Our own Australia Day celebrations also centred around the beach. After a breakfast of scrambled eggs and baked beans, we were at the beach by about 8.30. The beach was quiet when we arrived, the water was calm and glassy with only a couple of other families there.
A stingray brushed against Rick’s legs while he was carrying Em and playing with the kids in the water. I was watching them from the beach and he had a stricken panicked look on his face and almost dropped Em in his haste to get back to shore. I laughed when he told me it was a stingray. They are generally harmless animals with a bad reputation.
Preston Beach is a favourite beach driving spot with a stretch of 30km of beach to drive along. Over the course of the morning we watched car after car after car drive onto the beach. Most had their fishing rods ready and a couple even had full sized barbeques strapped on the back of their ute.
In the afternoon, we hopped in the car for some beach driving fun. We wanted to drive to Binningup but never made it the whole way because we were worried about running out of petrol.

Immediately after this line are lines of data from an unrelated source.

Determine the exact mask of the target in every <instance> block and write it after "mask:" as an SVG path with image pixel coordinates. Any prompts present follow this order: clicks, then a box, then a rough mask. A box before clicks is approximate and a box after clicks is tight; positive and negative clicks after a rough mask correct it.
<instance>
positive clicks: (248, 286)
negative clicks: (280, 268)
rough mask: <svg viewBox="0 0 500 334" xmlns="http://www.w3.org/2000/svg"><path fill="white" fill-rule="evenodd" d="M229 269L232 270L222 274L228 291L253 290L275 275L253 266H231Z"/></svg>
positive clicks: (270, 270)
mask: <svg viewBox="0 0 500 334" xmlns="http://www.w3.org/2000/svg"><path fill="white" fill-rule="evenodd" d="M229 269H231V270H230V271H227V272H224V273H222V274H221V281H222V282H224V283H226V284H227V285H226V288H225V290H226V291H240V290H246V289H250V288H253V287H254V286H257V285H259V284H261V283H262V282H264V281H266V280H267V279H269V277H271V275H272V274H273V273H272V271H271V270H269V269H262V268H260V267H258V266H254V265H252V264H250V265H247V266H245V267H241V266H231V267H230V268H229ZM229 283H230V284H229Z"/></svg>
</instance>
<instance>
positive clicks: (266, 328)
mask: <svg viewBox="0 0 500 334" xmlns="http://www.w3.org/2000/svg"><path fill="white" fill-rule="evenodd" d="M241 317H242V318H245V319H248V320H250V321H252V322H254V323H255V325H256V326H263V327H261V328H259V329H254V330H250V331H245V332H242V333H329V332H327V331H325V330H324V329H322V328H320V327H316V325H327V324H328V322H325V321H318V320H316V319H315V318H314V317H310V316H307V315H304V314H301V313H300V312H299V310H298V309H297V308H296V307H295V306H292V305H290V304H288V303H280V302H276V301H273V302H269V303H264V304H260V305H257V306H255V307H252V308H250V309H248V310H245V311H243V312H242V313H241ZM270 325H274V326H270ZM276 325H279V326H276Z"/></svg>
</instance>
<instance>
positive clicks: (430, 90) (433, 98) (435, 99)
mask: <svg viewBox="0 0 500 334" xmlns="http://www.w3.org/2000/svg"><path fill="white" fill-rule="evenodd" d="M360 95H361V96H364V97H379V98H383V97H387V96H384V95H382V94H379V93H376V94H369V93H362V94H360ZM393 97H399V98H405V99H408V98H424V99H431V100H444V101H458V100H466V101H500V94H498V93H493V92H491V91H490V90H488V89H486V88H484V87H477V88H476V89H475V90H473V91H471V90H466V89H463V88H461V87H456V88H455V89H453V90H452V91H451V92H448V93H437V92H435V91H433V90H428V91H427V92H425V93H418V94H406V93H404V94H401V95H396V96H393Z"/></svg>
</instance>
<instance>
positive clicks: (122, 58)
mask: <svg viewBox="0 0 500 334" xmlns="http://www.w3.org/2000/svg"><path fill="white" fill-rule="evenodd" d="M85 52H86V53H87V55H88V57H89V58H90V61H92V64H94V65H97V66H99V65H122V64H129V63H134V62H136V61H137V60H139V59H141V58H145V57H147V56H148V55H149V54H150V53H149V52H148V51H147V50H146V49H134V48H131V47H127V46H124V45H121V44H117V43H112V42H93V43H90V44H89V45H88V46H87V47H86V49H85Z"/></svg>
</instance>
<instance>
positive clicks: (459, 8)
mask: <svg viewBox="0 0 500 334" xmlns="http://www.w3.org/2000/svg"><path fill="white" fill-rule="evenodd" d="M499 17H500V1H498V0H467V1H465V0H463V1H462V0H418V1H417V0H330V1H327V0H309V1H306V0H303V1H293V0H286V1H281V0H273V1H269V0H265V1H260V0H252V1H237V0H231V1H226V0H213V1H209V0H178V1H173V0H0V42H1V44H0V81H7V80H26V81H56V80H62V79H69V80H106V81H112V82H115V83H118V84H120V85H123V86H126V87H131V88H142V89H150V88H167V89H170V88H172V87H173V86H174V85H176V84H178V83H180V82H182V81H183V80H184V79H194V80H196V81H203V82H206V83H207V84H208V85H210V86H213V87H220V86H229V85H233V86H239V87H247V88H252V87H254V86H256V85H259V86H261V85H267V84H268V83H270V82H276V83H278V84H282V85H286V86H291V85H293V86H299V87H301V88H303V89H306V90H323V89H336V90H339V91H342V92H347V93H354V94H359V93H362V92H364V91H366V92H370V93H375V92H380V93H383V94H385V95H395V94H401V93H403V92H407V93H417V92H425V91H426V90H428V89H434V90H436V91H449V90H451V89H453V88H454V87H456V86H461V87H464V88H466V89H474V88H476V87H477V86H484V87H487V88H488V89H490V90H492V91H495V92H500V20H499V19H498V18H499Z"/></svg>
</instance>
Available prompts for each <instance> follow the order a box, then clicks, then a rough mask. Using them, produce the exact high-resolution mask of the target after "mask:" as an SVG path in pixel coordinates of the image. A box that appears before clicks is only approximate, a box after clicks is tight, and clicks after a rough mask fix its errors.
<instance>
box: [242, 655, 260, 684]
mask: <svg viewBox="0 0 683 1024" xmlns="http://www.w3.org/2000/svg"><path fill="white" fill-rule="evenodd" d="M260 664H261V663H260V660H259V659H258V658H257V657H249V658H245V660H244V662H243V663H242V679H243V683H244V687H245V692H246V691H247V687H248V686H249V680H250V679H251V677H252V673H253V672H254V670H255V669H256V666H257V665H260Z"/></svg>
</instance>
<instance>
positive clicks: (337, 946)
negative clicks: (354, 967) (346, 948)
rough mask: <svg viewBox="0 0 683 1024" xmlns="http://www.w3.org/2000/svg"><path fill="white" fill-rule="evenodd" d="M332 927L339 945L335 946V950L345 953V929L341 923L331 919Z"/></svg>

We must have driven past at least 50 cars parked up on the beach for the day and quite a few more that had tents set up in the dunes, which made me think it was a popular beach camping spot.
Also in the area
We explored a little more around the area. Lake Hayward is a smaller lake just outside the national park which would have been a perfect early morning walk. It was just the right size so you could easily walk around the whole lake.
While Em slept in the car one afternoon, we drove further down the coast. We stopped at all the small beach side towns getting ideas for future weekends away. We stopped at Myalup, Binningup and down to the Leschenault Peninsula Conservation Park. All good contenders for a future trip.
The highlight of this trip was spending time with family and watching the kids play. It was a convenient location with the best of a bush based national park which was also close by the beach.